Center-left daily Süddeutsche Zeitung writes:

"The finale of the Greek drama is drawing inexorably closer.... But because the political decisions are highly complicated and happen much more slowly than the markets demand, the ministers appear to have become specialists in buying time. With assorted tricks -- such as the announced and then later delayed arrival of the troika in Athens, or the oft-renewed negotiations with the Greek government -- they are providing themselves with breathing room. At least until they can be sure that the final act will be played out with limited collateral damage."

"But that can only work -- if at all -- once the expanded European Financial Stability Facility (EFSF) is completely operational. So far it's not.... The conditions for assistance still need clarification too. Above all, there needs to be clarification over whether the current credit amount of €440 billion will be enough or not. As long as these things aren't clear, the ministers will have to continue to buy time."

Left-leaning daily Die Tageszeitung writes:

"Even as parliamentarians work on the second rescue package, Athens' new deficits show that soon a third rescue package will be necessary. A number of politicians and experts are thus yearning for an 'orderly insolvency' for Greece to finally stop the carousel of billion-euro loans."

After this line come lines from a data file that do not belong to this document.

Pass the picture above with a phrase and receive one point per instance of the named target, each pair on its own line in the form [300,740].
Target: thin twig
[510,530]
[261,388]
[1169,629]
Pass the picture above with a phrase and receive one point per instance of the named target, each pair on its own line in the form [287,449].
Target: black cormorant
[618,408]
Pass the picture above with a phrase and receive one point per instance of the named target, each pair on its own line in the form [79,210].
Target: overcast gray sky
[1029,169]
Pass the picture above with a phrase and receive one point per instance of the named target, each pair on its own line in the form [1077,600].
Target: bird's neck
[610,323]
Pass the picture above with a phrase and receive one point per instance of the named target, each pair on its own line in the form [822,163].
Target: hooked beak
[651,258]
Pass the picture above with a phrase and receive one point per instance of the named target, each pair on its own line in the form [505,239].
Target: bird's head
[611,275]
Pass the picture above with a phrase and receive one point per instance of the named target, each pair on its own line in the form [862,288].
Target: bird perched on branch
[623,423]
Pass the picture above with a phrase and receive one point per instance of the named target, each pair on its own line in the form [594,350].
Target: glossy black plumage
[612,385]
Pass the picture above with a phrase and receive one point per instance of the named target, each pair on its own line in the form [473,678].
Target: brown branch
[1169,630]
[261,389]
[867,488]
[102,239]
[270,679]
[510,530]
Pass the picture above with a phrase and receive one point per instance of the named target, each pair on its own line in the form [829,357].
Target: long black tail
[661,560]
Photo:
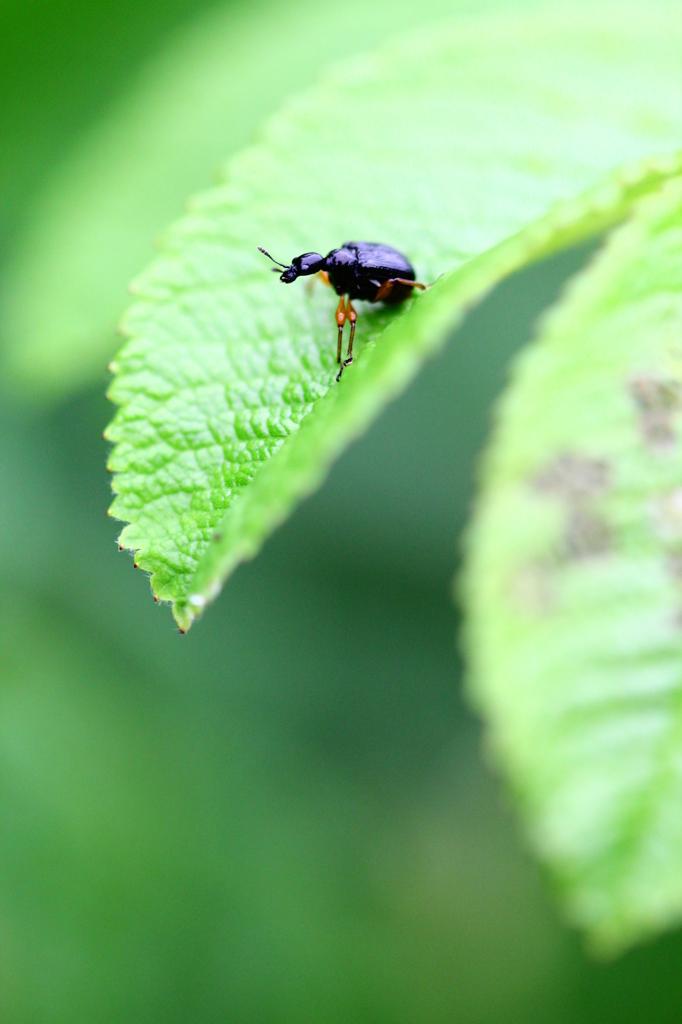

"Actually an insolvency -- also called debt relief -- could be agreeable, because the Greeks will never be able to fully pay back their loans. Still insolvency is no solution, because only past loans will be settled. The Greeks, however, continue piling up new debts, as the current budget deficit shows."

"Thus Greece will continue to need help for a long time. But consolation can still be found: Europe can afford it. After all, Greece only has 11 million residents -- and an economic output equivalent to the German state of Hesse."